As cell-based LSTM models are fit to accommodate variation occurring across an entire study area, future work could examine the implications on method performance when using larger datasets with increased spatial heterogeneity along with appropriate metrics to consider this property. Additionally, the real-world dataset considered in this study features coarse spatial resolution and fine temporal resolution with respect to the phenomena under investigation. At present, finer resolution data typically exhibits coarser temporal resolution. For instance, the USGS National Land Cover Database provides 30-meter spatial resolution LC data every five years since 2001 [
97]. As finer spatial resolution data becomes available at finer temporal resolutions, the effects of increasing or decreasing spatial resolution should be considered with LSTM and its spatiotemporal variants. The large number of optimizations and configurations of LSTM models also provides opportunities for future exploration.
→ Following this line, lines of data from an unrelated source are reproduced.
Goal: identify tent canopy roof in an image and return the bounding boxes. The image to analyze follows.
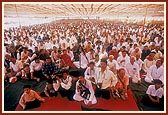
[4,3,164,18]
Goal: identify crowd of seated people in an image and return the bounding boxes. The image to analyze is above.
[3,19,164,108]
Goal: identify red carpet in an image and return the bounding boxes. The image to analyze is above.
[16,90,139,111]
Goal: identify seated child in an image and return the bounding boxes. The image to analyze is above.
[19,85,45,110]
[141,79,164,107]
[40,79,57,98]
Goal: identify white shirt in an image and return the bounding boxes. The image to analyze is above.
[80,53,89,68]
[86,52,95,62]
[99,51,108,59]
[75,79,95,101]
[142,59,155,72]
[51,51,59,63]
[45,42,52,50]
[125,62,141,83]
[146,65,164,83]
[9,60,22,72]
[117,55,130,68]
[30,60,44,72]
[135,59,143,71]
[95,68,117,89]
[146,85,163,98]
[67,51,74,61]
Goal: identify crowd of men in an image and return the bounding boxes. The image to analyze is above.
[4,20,164,109]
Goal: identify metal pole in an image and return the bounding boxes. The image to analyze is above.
[144,4,148,25]
[15,4,21,27]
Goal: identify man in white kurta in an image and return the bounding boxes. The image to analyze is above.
[125,56,141,83]
[117,50,130,68]
[95,59,117,99]
[145,59,164,83]
[73,75,97,106]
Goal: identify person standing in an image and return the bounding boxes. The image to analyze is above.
[95,59,117,99]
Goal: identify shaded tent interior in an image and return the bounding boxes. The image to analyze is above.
[3,3,164,111]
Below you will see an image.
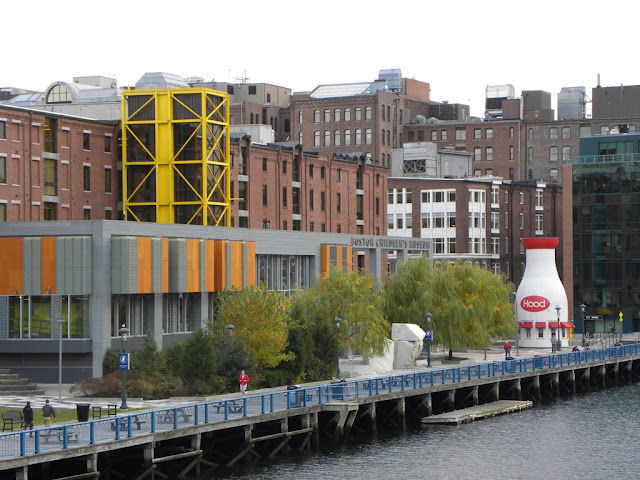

This research study aimed to evaluate the repercussions of varying geospatial data characteristics, including temporal resolution and LC class count. Changing these factors affected sequence length and rates of LCC present in the hypothetical and real-world input datasets. It is acknowledged that the measures obtained hinge upon the method and data combinations used in this work. Considering hypothetical and real-world data as LSTM model input, similar trends were observed in the method’s capacity to forecast LCCs. While it is often stated that “more data is always better” for DL methods, it is rarely quantified. Thus, this research study contributes to the quantification of how much data is required to forecast this phenomenon with this modeling approach, along with the geospatial data characteristics that would characterize a favourable or compatible dataset.